3. Il ressort des pièces du dossier, et notamment des termes de la décision attaquée, que, pour refuser à Mme A le titre de séjour qu'elle sollicitait sur le fondement des dispositions précitées de l'article L. 423-11 du code de l'entrée et du séjour des étrangers et du droit d'asile, le préfet des Hauts-de-Seine s'est fondé sur la seule circonstance qu'elle était entrée en France sous couvert d'un visa Schengen valable du 30 juillet 2016 au 25 janvier 2017 portant la mention " ascendant non à charge ". Toutefois, l'apposition, sur le visa délivré à la requérante par les autorités consulaires françaises en Guinée, de la mention " ascendant non à charge " n'était pas à elle seule de nature à faire regarder l'intéressée comme n'étant pas à la charge de sa fille de nationalité française au sens des dispositions précitées. Par suite, en se fondant, pour refuser la délivrance du titre de séjour demandé, sur le motif pour lequel avait été délivré le visa d'entrée de Mme A, sans examiner le bien-fondé de sa demande, le préfet des Hauts-de-Seine a commis une erreur de droit.

4. Il résulte de ce qui précède, sans qu'il soit besoin de se prononcer sur les autres moyens de la requête, que Mme A est fondée à demander l'annulation de l'arrêté attaqué du 13 décembre 2021 lui refusant la délivrance d'un titre de séjour.

Sur les conclusions à fin d'injonction :

5. Eu égard au motif d'annulation retenu, l'exécution du présent jugement implique seulement que la situation de Mme A soit réexaminée. Par suite, il y a lieu d'enjoindre au préfet des Hauts-de-Seine, ou au préfet territorialement compétent au regard du lieu de résidence actuel de l'intéressée, de statuer à nouveau sur la demande de Mme A au regard de l'ensemble des fondements sur lesquels elle a été présentée dans le délai de deux mois à compter de la notification du présent jugement.
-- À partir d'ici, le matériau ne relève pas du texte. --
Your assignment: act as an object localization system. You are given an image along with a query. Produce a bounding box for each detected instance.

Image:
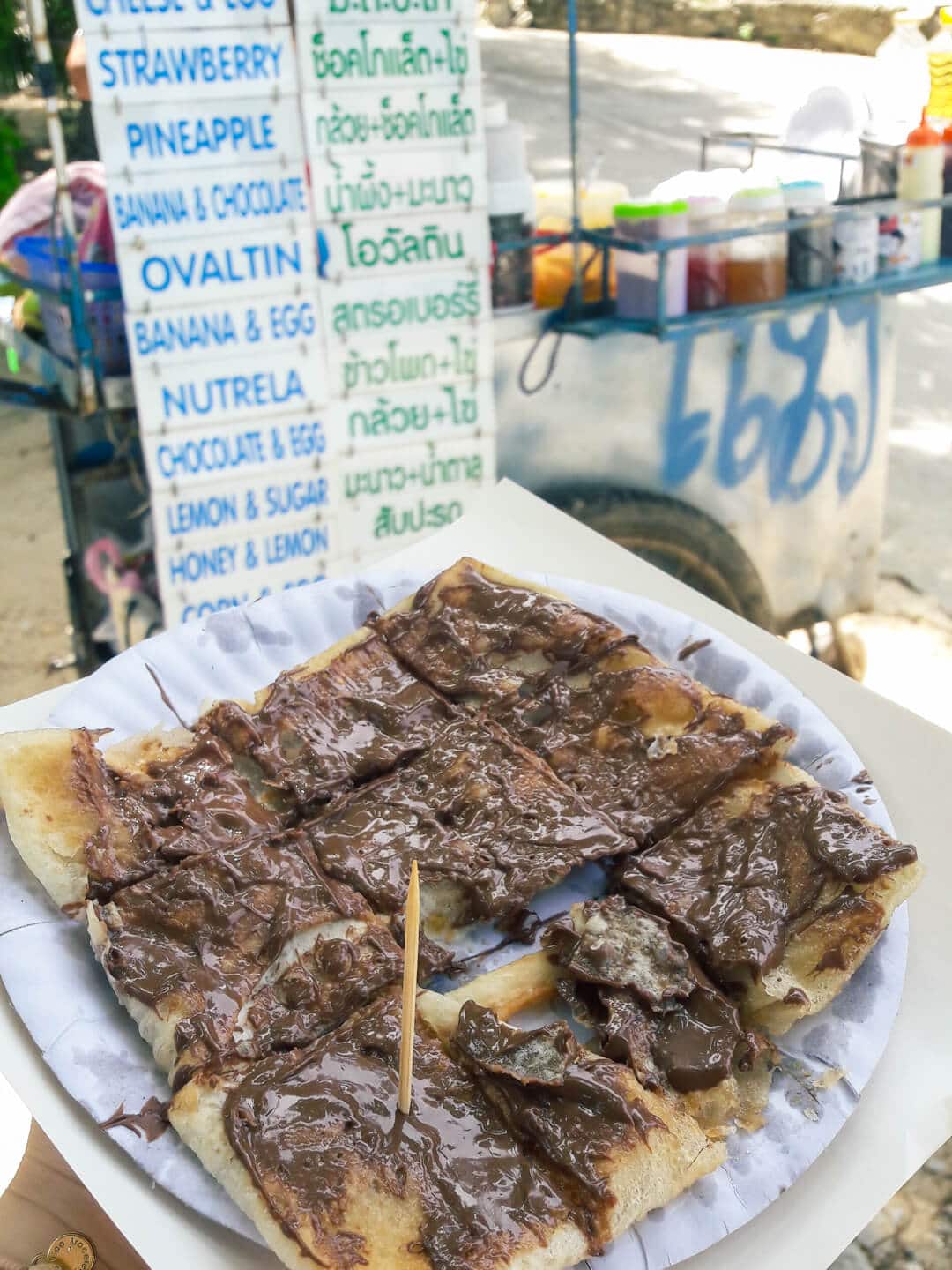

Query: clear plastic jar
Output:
[727,187,787,305]
[783,180,833,291]
[688,194,727,314]
[833,208,880,286]
[880,199,923,273]
[612,199,688,320]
Sur les frais liés au litige :

6. Il y a lieu, dans les circonstances de l'espèce, de mettre à la charge de l'État une somme de 1 000 euros au titre des frais exposés par Mme A et non compris dans les dépens.

D É C I D E :

Article 1er : L'arrêté du 13 décembre 2021 par lequel le préfet des Hauts-de-Seine a refusé de délivrer un titre de séjour à Mme A est annulé.

Article 2 : Il est enjoint au préfet des Hauts-de-Seine, ou au préfet territorialement compétent au regard du domicile actuel de l'intéressée, de réexaminer la situation de Mme A dans un délai de deux mois à compter de la notification du présent jugement.

Article 3 : L'Etat versera à Mme A une somme de 1 000 euros en application des dispositions de l'article L. 761-1 du code de justice administrative.

Article 4 : Le surplus des conclusions de la requête est rejeté.

Article 5 : Le présent jugement sera notifié à Mme B A et au préfet des Hauts-de-Seine.

Délibéré après l'audience du 8 mars 2023, à laquelle siégeaient :

M. Féral, président, M. C et M. D, premiers conseillers.

Rendu public par mise à disposition au greffe le 19 avril 2023.

Le rapporteur,

signé

J.-B. D

Le président,

signé

R. FéralLa greffière,

signé

M. E

La République mande et ordonne au préfet des Hauts-de-Seine en ce qui le concerne, ou à tous commissaires de justice à ce requis en ce qui concerne les voies de droit commun contre les parties privées, de pourvoir à l'exécution du présent jugement.